The Go Blog

Perfectly Reproducible, Verified Go Toolchains

Russ Cox
28 August 2023

One of the key benefits of open-source software is that anyone can read the source code and inspect what it does. And yet most software, even open-source software, is downloaded in the form of compiled binaries, which are much more difficult to inspect. If an attacker wanted to run a supply chain attack on an open-source project, the least visible way would be to replace the binaries being served while leaving the source code unmodified.

The best way to address this kind of attack is to make open-source software builds reproducible, meaning that a build that starts with the same sources produces the same outputs every time it runs. That way, anyone can verify that posted binaries are free of hidden changes by building from authentic sources and checking that the rebuilt binaries are bit-for-bit identical to the posted binaries. That approach proves the binaries have no backdoors or other changes not present in the source code, without having to disassemble or look inside them at all. Since anyone can verify the binaries, independent groups can easily detect and report supply chain attacks.

As supply chain security becomes more important, so do reproducible builds, because they provide a simple way to verify the posted binaries for open-source projects.

Go 1.21.0 is the first Go toolchain with perfectly reproducible builds. Earlier toolchains were possible to reproduce, but only with significant effort, and probably no one did: they just trusted that the binaries posted on go.dev/dl were the correct ones. Now it’s easy to “trust but verify.”

This post explains what goes into making builds reproducible, examines the many changes we had to make to Go to make Go toolchains reproducible, and then demonstrates one of the benefits of reproducibility by verifying the Ubuntu package for Go 1.21.0.

Making a Build Reproducible

Computers are generally deterministic, so you might think all builds would be equally reproducible. That’s only true from a certain point of view. Let’s call a piece of information a relevant input when the output of a build can change depending on that input. A build is reproducible if it can be repeated with all the same relevant inputs. Unfortunately, lots of build tools turn out to incorporate inputs that we would usually not realize are relevant and that might be difficult to recreate or provide as input. Let’s call an input an unintentional input when it turns out to be relevant but we didn’t mean it to be.

The most common unintentional input in build systems is the current time. If a build writes an executable to disk, the file system records the current time as the executable’s modification time. If the build then packages that file using a tool like “tar” or “zip”, the modification time is written into the archive. We certainly didn’t want our build to change based on the current time, but it does. So the current time turns out to be an unintentional input to the build. Worse, most programs don’t let you provide the current time as an input, so there is no way to repeat this build. To fix this, we might set the time stamps on created files to Unix time 0 or to a specific time read from one of the build’s source files. That way, the current time is no longer a relevant input to the build.

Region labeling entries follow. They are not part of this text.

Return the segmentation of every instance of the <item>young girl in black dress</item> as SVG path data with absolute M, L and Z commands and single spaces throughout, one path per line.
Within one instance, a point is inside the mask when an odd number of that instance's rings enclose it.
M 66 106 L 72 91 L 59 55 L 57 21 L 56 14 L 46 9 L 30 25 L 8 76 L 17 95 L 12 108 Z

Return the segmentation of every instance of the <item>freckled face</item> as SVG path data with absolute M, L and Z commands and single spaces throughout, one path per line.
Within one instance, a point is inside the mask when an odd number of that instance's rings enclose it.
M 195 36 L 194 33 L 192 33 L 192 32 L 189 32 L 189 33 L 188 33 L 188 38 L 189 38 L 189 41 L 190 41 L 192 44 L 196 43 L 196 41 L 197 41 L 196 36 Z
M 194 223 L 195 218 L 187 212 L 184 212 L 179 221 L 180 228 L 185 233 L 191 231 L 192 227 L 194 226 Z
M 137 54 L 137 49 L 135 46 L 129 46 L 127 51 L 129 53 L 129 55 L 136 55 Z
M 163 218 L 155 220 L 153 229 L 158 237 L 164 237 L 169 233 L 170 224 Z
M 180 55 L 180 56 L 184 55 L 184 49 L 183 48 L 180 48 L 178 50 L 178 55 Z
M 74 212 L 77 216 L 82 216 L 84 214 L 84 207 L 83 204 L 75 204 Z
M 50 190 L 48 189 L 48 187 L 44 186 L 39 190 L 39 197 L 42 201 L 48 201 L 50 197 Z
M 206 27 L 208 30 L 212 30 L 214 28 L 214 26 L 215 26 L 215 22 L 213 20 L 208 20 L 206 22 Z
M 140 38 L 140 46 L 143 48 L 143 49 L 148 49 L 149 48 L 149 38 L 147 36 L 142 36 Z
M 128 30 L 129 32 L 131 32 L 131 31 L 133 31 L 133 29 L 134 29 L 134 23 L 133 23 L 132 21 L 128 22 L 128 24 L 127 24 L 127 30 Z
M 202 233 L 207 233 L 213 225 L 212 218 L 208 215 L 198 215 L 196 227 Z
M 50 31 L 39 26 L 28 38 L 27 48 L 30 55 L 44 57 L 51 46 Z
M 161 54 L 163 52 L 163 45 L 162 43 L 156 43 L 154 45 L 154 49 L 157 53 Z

Common relevant inputs to a build include:

the specific version of the source code to build;
the specific versions of dependencies that will be included in the build;
the operating system running the build, which may affect path names in the resulting binaries;
the architecture of the CPU on the build system,
which may affect which optimizations the compiler uses or the layout of certain data structures;
the compiler version being used, as well as compiler options passed to it, which affect how the code is compiled;
the name of the directory containing the source code, which may appear in debug information;
the user name, group name, uid, and gid of the account running the build, which may appear in file metadata in an archive;
and many more.

To have a reproducible build, every relevant input must be configurable in the build, and then the binaries must be posted alongside an explicit configuration listing every relevant input. If you’ve done that, you have a reproducible build. Congratulations!

We’re not done, though. If the binaries can only be reproduced if you first find a computer with the right architecture, install a specific operating system version, compiler version, put the source code in the right directory, set your user identity correctly, and so on, that may be too much work in practice for anyone to bother.

We want builds to be not just reproducible but easy to reproduce. To do that, we need to identify relevant inputs and then, instead of documenting them, eliminate them. The build obviously has to depend on the source code being built, but everything else can be eliminated. When a build’s only relevant input is its source code, let’s call that perfectly reproducible.

Perfectly Reproducible Builds for Go

As of Go 1.21, the Go toolchain is perfectly reproducible: its only relevant input is the source code for that build. We can build a specific toolchain (say, Go for Linux/x86-64) on a Linux/x86-64 host, or a Windows/ARM64 host, or a FreeBSD/386 host, or any other host that supports Go, and we can use any Go bootstrap compiler, including bootstrapping all the way back to Go 1.4’s C implementation, and we can vary any other details. None of that changes the toolchains that are built. If we start with the same toolchain source code, we will get the exact same toolchain binaries out.

This perfect reproducibility is the culmination of efforts dating back originally to Go 1.10, although most of the effort was concentrated in Go 1.20 and Go 1.21. This section highlights some of the most interesting relevant inputs that we eliminated.

Reproducibility in Go 1.10

Go 1.10 introduced a content-aware build cache that decides whether targets are up-to-date based on a fingerprint of the build inputs instead of file modification times. Because the toolchain itself is one of those build inputs, and because Go is written in Go, the bootstrap process would only converge if the toolchain build on a single machine was reproducible. The overall toolchain build looks like this:

We start by building the sources for the current Go toolchain using an earlier Go version, the bootstrap toolchain (Go 1.10 used Go 1.4, written in C; Go 1.21 uses Go 1.17). That produces “toolchain1”, which we use to build everything again, producing “toolchain2”, which we use to build everything again, producing “toolchain3”.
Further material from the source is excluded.